We are pleased to announce the release of Elasticsearch 7.9.0, based on Lucene 8.6.0. Version 7.9 is the latest stable release of Elasticsearch and is now available for deployment via Elasticsearch Service on Elastic Cloud or via download for use in your own environment(s).
If you're ready to roll up your sleeves and get started, we have the links you need:
- Start Elasticsearch on Elastic Cloud
- Download Elasticsearch
- Elasticsearch 7.9.0 release notes
- Elasticsearch 7.9.0 breaking changes
With today’s release, our Elastic Enterprise Search, Elastic Observability, and Elastic Security solutions also received significant updates. To learn more about these updates, you might consider giving our main Elastic 7.9 release blog a read.
It all starts with ingest
Elasticsearch is a data store, search engine, and analytics platform — all in one. As the heart of the Elastic Stack, it powers everything from Elastic Workplace Search to infrastructure monitoring and endpoint security. Its ability to efficiently transform data into insights and questions into answers is, perhaps, second to none.
However, none of this is possible without (drum roll): ingest. Ingest is, quite simply, the process of getting your data into Elasticsearch. Over the years, Elastic has steadily improved how ingest is accomplished. With the release of Elasticsearch 7.9, we’re taking another significant step forward.
Simplifying ingest with data streams
Data streams are a new concept for ingesting (and managing) time series data. They’re designed to give you the simplicity of a single named resource with the storage, scalability, and cost-saving benefits of having multiple indices.
Time series data tends to grow over time. And while it might be easier to store and manage this data via a single index, it’s often more efficient and cost-effective to store large volumes of time series data across multiple, time-based indices. Multiple indices enable you to move indices containing older, less frequently queried data to less expensive hardware and delete indices when they’re no longer needed, reducing overhead and storage costs.
Here’s how data streams work. You can now submit indexing and search requests directly to a data stream instead of a specific index (or specific index + alias). The stream automatically routes the requests to a collection of hidden backing indices that store the stream’s data.
A search request using data streams and an indexing request using data streams.
Data streams abstract away — and simplify — some of the complexity that comes with having to manage numerous time series indices, making features like index lifecycle management (ILM) a breeze to configure and simple to maintain.
Dialing ingest to 11
With the introduction of Elastic Agent and its support for endpoint security, it’s easy to imagine a world where tens of thousands of endpoints come online at the same time — creating a tidal wave of data for Elasticsearch to ingest. We’re continually pushing Elasticsearch to ingest data as quickly as possible, whether it’s from a single client or tens of thousands of clients.
Starting in Elasticsearch 7.9, we’ve increased Elasticsearch ingestion throughout by removing the fixed ingestion queue of 200 documents and replacing it with a new flexible memory-based queue. Through our internal testing, we’ve been able to drastically improve ingestion throughput in Elasticsearch with this new ingestion subsystem, especially when there are large numbers of clients writing data to Elasticsearch.

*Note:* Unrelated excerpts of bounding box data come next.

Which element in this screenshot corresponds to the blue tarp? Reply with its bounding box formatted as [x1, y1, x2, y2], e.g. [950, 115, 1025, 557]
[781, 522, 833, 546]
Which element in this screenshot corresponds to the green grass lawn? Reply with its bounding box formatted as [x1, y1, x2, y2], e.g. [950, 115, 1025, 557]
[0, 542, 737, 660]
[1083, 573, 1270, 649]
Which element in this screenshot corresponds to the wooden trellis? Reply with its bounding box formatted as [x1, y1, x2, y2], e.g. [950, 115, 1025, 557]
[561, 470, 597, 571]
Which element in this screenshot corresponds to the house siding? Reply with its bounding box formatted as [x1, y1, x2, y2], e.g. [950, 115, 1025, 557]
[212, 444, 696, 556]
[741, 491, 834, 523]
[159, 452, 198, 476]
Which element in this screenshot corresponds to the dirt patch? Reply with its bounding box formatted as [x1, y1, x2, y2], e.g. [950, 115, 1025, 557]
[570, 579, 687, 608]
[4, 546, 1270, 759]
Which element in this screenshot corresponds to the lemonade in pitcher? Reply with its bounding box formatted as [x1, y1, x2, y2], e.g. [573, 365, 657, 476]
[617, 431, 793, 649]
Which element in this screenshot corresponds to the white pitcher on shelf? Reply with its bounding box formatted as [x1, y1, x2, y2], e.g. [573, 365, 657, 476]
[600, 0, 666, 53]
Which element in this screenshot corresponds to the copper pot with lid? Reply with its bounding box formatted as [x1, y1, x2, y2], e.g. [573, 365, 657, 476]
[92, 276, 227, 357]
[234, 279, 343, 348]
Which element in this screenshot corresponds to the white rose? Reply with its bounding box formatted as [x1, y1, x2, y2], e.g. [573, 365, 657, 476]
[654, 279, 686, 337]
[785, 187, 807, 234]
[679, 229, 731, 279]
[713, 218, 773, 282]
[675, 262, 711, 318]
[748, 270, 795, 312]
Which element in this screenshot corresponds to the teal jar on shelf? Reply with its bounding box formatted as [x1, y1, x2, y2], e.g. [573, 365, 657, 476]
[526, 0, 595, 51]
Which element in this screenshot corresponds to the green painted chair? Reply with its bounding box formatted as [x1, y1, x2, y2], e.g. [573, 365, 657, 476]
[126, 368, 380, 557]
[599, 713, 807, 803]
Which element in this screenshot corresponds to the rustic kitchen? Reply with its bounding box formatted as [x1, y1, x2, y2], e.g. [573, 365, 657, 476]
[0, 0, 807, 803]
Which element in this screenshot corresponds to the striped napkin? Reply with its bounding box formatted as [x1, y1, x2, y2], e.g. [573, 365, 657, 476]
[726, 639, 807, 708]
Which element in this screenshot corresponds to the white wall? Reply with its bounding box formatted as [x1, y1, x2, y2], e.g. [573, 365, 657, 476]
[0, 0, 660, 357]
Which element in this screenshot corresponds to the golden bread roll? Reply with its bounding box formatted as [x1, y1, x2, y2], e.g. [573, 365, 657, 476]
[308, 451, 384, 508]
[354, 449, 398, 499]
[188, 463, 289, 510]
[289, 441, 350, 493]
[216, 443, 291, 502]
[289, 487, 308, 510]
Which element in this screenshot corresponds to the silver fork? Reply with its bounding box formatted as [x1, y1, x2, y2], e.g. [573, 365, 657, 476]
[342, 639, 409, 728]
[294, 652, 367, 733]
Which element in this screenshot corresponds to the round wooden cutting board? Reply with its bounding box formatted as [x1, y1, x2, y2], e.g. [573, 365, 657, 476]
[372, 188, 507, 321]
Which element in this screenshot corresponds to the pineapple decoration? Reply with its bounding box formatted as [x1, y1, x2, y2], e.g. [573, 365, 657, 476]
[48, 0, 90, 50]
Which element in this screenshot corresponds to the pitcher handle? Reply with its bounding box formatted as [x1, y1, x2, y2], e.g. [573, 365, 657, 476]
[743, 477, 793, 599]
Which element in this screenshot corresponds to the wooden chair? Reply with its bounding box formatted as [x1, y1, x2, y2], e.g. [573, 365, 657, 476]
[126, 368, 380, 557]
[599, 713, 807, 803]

At each stage of the indexing process (coordinating, primary, and replication), the new ingestion subsystem accounts for the number of bytes associated with an operation and rejects requests if a byte-based limit is exceeded (10% of heap memory by default). This feature is enabled by default in Elasticsearch 7.9, and detailed indexing information is exposed via the node stats API (see the ‘indexing_pressure’ sections).
Ingest and enrich
Way back in October 2019, with the release of Elasticsearch 7.4, we added the shape data type, enabling you to define your own spatial coordinate system. With 7.5 we added the enrich processor. And, more recently, with Elasticsearch 7.8 we introduced an ingest node pipeline builder into Kibana — a handy user interface that makes it easy for you to configure custom ingest pipelines.
How do these three things relate?
Well, with the release of Elasticsearch 7.9 we’ve made the process of data ingest and enrichment even better with the introduction of a (new) tree view and support for enrichment when using the shape data type.
Experimenting with ingest node pipeline builder’s new tree view
Smarter solutions with smarter search
Whether you’re using Elasticsearch to prevent fraud or to transform logging data into operational insights, the following new features and enhancements will help you put your data to work.
Find relevant results faster with wildcard fields
Sometimes you only know half of what you’re searching for (think: *.pdf or *.exe). Especially in observability and security use cases, the wildcard operator delivers more powerful searches. Using the wildcard operator when searching logs, however, can often be problematic.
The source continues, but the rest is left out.